BANGKOK, Aug 5 (Reuters) - Thai oil and gas company PTT Exploration and Production Pcl (PTTEP) (PTTEP.BK) said on Thursday it has not yet been able to reach agreement with Chevron (CVX.N) about accessing the Erawan gas field in the Gulf of Thailand before it takes over the concession from the U.S. oil major next year.
State-backed PTTEP had wanted to access the field this year to set up operations in preparation for starting production there next year.
Transitions between concessions on oil fields are often collaborative, but delays in talks between PTTEP and Chevron come amid a dispute between Chevron and the Thai government over who should pay for removing offshore assets in the gas field.
"We have not received an official reason, but talks have resumed and we hope for a conclusion," Maylada Chayavadhanangkur, head of PTTEP's Erawan (G1/61) transition team told reporters.
“We don't know if they are connected,” Maylada said when asked if the access issue was related to Chevron's dispute with the Thai government.
A Chevron spokesperson said in an e-mail to Reuters that it would continue to engage with PTTEP and the Department of Mineral Fuels (DMF) on solutions to support the transition with progress made in activities such as facility and operation transfer.
The companies had agreed on access in 2019 on site access for survey work, he added.
Thailand's DMF did not respond to a request for comment.
PTTEP, a unit of state-owned PTT Pcl (PTT.BK), had planned to conclude an access agreement last year and will now probably have to postpone plans to next year when its concession begins, Maylada said.
Negotiations are ongoing, however, and the company hopes for clarity within the next two months when it could still start preparations.
“We have this and next month - and then March-April next year because we cannot do these things during monsoon season due to safety concerns,” she said.
PTTEP’s plan was to setup eight platforms and pipes in the first quarter of 2021, then begin drilling by the second quarter to add production capacity.
“We were preparing so that on the first day we can produce 800 million cubic feet of gas per day (MMSCFD) right away,” she said.
Under the new concession terms with the Thai government, PTTEP must deliver 800 MMSCFD.
Chevron, which lost out to PTTEP in an auction in 2018 for the new concession, has operated the Erawan field for decades.

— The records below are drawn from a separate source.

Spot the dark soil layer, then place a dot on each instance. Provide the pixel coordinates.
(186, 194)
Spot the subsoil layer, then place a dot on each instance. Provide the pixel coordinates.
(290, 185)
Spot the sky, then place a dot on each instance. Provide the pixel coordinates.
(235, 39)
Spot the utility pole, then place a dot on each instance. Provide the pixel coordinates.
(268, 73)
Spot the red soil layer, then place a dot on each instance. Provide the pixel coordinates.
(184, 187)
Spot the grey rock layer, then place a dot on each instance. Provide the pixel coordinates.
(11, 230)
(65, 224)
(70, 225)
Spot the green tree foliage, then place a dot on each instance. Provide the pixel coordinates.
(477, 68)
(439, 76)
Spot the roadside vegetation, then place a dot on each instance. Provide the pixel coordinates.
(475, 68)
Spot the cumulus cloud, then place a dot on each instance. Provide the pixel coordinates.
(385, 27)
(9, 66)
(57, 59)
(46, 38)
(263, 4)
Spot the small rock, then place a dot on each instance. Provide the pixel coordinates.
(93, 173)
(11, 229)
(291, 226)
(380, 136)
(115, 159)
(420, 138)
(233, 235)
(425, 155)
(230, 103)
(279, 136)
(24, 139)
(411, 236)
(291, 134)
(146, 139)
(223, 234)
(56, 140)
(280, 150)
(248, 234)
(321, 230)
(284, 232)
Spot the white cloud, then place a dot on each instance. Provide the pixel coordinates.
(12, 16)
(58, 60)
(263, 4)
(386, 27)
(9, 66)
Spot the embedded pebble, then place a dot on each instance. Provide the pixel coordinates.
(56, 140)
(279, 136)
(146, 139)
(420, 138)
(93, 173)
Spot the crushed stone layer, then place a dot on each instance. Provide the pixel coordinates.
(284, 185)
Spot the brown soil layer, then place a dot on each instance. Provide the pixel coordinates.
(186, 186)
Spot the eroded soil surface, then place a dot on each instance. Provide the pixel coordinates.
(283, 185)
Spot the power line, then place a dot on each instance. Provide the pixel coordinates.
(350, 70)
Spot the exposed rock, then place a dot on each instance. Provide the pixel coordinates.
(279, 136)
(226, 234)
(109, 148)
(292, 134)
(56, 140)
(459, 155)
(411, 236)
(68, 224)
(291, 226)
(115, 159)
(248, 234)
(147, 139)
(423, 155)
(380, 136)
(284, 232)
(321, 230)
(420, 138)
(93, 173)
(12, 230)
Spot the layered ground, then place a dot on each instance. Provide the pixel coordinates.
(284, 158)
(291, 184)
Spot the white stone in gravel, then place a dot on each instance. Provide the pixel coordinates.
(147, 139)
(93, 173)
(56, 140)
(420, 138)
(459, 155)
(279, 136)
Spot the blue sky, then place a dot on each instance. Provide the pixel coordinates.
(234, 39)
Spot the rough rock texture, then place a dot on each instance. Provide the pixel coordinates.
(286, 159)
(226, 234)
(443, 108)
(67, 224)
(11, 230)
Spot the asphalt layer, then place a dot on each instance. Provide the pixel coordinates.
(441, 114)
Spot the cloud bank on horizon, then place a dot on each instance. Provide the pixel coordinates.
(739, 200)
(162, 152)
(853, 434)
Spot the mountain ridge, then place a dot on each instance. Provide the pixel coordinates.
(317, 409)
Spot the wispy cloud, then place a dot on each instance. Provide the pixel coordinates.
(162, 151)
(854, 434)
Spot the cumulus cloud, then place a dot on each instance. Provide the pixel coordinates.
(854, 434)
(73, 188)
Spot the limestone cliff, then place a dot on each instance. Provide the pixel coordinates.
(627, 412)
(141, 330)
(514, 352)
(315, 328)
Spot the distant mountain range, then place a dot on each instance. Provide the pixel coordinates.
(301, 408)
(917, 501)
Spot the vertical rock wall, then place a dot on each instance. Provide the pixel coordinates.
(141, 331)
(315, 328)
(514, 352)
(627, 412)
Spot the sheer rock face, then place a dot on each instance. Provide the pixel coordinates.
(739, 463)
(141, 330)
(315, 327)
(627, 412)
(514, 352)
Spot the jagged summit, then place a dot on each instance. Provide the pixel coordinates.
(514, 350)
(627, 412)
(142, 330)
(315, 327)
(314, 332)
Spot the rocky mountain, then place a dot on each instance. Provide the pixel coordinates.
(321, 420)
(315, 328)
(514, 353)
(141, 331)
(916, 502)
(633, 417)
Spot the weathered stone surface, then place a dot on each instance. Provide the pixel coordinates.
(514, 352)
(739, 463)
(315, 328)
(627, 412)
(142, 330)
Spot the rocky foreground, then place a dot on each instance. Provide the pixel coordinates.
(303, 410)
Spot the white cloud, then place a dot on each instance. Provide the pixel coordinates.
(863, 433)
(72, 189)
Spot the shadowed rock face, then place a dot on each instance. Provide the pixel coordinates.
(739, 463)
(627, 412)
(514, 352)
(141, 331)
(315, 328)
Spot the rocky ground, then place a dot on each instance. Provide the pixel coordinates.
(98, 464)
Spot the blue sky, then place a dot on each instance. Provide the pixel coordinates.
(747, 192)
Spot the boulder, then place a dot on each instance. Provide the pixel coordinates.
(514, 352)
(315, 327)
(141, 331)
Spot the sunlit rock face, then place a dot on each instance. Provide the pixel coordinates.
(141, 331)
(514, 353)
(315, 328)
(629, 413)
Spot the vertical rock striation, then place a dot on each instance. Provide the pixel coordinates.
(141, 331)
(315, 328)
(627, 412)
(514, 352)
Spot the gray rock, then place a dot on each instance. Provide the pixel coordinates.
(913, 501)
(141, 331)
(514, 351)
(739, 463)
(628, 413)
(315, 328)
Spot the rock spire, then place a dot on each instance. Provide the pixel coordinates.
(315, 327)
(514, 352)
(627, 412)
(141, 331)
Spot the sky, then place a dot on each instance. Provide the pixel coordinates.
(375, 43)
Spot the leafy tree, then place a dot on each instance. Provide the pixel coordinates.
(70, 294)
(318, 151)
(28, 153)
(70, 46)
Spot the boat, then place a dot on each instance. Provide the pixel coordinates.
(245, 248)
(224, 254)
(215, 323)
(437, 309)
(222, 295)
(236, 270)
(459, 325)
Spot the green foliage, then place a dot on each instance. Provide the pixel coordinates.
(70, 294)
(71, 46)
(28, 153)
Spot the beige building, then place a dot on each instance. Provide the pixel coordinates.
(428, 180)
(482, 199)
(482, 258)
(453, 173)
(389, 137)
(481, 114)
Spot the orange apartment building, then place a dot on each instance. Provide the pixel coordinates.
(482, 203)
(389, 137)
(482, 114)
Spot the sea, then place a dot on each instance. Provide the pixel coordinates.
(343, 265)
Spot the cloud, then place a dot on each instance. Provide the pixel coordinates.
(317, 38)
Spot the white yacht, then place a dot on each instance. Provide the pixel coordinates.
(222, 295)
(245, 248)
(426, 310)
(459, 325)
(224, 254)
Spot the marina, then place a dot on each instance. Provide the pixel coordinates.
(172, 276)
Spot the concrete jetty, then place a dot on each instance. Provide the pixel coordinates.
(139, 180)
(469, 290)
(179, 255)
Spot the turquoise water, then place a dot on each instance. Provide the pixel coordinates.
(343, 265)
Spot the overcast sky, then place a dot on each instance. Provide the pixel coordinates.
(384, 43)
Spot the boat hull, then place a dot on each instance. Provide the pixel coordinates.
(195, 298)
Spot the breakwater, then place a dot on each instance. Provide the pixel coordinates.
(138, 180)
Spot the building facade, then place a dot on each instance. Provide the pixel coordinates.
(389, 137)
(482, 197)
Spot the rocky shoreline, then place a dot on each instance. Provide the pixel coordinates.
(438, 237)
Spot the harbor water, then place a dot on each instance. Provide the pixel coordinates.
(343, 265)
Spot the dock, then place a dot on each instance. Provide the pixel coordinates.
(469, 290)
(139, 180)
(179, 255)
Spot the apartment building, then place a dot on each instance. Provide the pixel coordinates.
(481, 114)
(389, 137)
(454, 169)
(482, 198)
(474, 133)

PTTEP expects the field to have a capacity of 500 MMSCFD when Chevron relinquishes its concession and the Thai company has said it would find other sources, including the Bongkot and Arthit fields, if Erawan could not reach 800 MMSCFD due to the delays.
Chevron's dispute with the government centres on Thailand's request that Chevron pay the full decommissioning costs of around $2 billion for assets in the Erawan gas field, including those it will hand over to PTTEP.
Chevron argues that, under the terms of its initial contracts from 1971, it is only liable for infrastructure that is no longer deemed usable and the transferred assets are the responsibility of the new operator.